An identical report was filed at Sunoco, but it was withdrawn when the company agreed to fully comply with the request.

Marathon, Valero, Tesoro and ConocoPhillips opposed our resolution. After seven workers were killed, Tesoro said it was committed to safety so a report on their performance wasn’t necessary. Valero said it was already disclosing numbers on its total reportable incident rate (TRIR) so information on process safety, staffing, and inspection and maintenance was unnecessary. Valero also said that publishing a report would be too expensive.

Refining companies usually don’t mind providing the public with data on reportable injuries. The problem is that information provides a deceptive picture of refinery safety. BP’s Texas City Refinery posted an incredibly low reportable injury rate just before the 2005 explosion that killed 17 people and led to the biggest fines in OSHA history. Simply put, reporting slips, trips and falls doesn’t tell us anything about whether or not an explosion is likely to happen.
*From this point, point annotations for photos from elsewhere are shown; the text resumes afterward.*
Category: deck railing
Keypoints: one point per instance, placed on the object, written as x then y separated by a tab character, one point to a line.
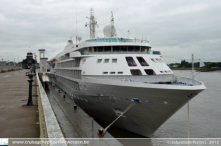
186	81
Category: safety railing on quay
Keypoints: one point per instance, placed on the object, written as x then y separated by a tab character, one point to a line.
49	126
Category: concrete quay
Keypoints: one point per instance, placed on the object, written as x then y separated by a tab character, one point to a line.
8	68
52	118
17	121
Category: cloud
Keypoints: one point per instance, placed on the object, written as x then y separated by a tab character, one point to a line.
176	28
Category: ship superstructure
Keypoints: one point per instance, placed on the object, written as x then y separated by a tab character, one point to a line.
104	75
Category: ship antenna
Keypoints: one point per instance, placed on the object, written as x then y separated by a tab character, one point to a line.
112	24
76	26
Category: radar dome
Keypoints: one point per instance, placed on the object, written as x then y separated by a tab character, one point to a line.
109	31
79	38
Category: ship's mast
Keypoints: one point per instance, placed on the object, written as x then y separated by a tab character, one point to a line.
92	24
112	25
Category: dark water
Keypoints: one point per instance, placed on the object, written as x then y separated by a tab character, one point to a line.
205	114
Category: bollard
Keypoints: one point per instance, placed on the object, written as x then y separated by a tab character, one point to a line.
92	127
100	131
75	107
30	80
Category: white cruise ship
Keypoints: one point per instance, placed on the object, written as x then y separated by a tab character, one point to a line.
105	75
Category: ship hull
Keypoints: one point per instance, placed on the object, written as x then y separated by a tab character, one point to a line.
106	101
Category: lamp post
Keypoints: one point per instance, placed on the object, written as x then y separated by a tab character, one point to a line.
8	65
2	64
30	80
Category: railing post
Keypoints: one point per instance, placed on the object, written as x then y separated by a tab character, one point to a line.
30	80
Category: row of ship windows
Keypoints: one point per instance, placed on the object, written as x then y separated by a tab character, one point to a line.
72	84
72	63
107	60
112	72
69	73
138	72
131	62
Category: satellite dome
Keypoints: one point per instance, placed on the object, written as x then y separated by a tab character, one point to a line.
79	38
109	31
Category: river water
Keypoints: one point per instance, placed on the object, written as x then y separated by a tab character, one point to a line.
204	113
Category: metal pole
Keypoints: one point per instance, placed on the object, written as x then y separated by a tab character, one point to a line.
2	64
192	69
92	127
30	80
188	122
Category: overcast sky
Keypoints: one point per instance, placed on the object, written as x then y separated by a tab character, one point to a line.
177	28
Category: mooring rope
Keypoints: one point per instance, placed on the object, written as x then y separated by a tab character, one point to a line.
129	107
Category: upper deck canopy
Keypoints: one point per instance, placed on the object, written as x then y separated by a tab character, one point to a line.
117	40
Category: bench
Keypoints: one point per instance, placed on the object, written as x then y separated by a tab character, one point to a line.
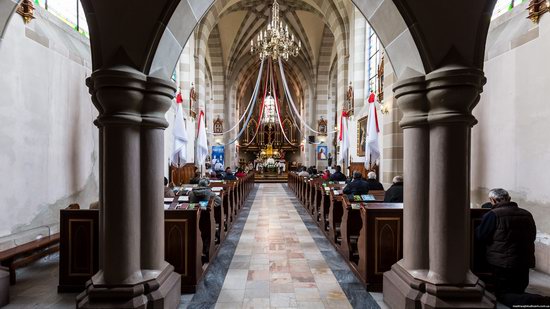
25	254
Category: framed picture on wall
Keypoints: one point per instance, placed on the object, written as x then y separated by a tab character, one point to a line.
322	153
361	136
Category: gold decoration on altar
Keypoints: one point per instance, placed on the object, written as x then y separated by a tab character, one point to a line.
26	10
218	125
276	41
350	100
322	126
536	8
269	152
192	101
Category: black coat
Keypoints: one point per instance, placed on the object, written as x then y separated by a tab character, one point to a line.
357	187
374	184
394	193
509	233
338	176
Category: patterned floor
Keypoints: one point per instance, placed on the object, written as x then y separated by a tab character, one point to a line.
277	263
274	256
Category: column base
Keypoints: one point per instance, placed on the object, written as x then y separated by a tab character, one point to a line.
160	292
402	290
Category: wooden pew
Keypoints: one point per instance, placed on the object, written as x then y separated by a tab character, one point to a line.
318	192
335	217
183	245
380	242
79	238
324	206
23	255
79	248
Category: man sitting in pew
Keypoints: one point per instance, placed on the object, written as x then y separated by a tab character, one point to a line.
358	186
338	175
373	183
168	192
395	192
202	193
195	179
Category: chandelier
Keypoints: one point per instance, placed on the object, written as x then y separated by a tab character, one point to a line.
269	110
276	41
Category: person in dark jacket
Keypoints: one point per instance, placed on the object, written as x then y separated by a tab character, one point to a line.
168	192
203	193
229	174
195	180
395	192
338	175
357	186
508	233
373	183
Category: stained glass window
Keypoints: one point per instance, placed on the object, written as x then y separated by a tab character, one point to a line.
373	59
503	6
69	11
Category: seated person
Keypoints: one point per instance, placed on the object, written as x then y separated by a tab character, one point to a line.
326	175
202	193
357	186
213	176
338	175
395	192
373	183
240	173
508	233
94	205
168	192
229	175
303	172
195	179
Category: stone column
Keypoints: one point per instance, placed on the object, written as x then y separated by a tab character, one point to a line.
435	269
453	92
411	98
120	94
90	84
402	285
133	272
157	102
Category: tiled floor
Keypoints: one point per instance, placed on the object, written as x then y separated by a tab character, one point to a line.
277	263
274	256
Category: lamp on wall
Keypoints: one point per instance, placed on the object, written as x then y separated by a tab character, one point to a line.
26	10
537	8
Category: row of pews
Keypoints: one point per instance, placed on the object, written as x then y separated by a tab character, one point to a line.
193	235
367	232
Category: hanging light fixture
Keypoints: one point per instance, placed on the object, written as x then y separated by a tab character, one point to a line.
269	110
275	41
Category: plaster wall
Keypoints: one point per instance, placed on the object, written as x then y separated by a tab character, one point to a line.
510	146
48	156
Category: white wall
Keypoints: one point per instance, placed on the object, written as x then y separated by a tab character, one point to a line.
48	156
510	145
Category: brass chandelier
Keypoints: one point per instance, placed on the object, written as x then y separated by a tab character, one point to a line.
276	41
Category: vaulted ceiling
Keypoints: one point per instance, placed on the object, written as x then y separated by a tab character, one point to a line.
239	21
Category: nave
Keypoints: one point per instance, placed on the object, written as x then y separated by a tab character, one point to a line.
274	256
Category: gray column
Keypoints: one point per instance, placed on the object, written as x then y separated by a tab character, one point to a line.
120	94
90	84
133	272
157	101
453	92
411	97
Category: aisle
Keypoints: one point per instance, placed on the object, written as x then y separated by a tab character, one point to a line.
277	263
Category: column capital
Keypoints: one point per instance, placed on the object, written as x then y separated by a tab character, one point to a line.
410	94
158	99
453	92
118	94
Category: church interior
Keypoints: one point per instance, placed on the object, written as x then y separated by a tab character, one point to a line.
315	154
It’s exactly this type of failed logic that led Transocean to give its executives ”safety bonuses” for turning in the company’s ”best year” in safety in 2010. In a filing with the Securities and Exchange Commission, management actually said “…we achieved an exemplary statistical safety record as measured by our total recordable incident rate and total potential severity rate. As measured by these standards, we recorded the best year in safety performance in our company’s history.”

Jon Stewart from “The Daily Show” did a great job capturing the absurdity. He said:

OK, that’s just crazy. You gave yourselves a safety bonus because statistically the Deepwater Horizon explosion, killing 11 people and pumping 200 million gallons of oil into the Gulf Coast counts the same as Bob cut his hand on a bolt—it’s just one incident.

It’s worth pointing out that, out of embarrassment, the executives donated their safety bonuses to charities working to clean up the Gulf Coast.

The real information that we need to know—whether or not a refinery is running safely—is the information we asked for in our shareholder resolution: the board’s oversight of process safety management, staffing levels, and inspection and maintenance of refineries and other equipment. To know whether or not there’s a risk of a deadly explosion, we need to know whether or not people at the top level of the company are directly involved in process safety; we need to know how much overtime people are working and what the risk of fatigue is; and we need to know whether or not the company is inspecting and maintaining its refineries.

I honestly don’t know if the bankers and billionaire stockowners care about whether or not oil workers die. But I do know that they care about making money. And blowing up refineries is bad for business. Not only do these accidents lead to months of downtime and cause insurance rates to go through the roof, they’re also bad for the public perception of our industry and drive down investor confidence.

So whether they’re doing it to save lives or just to protect their investments it’s time for investors to weigh in on refinery safety. Their profits, and our lives, depend on it.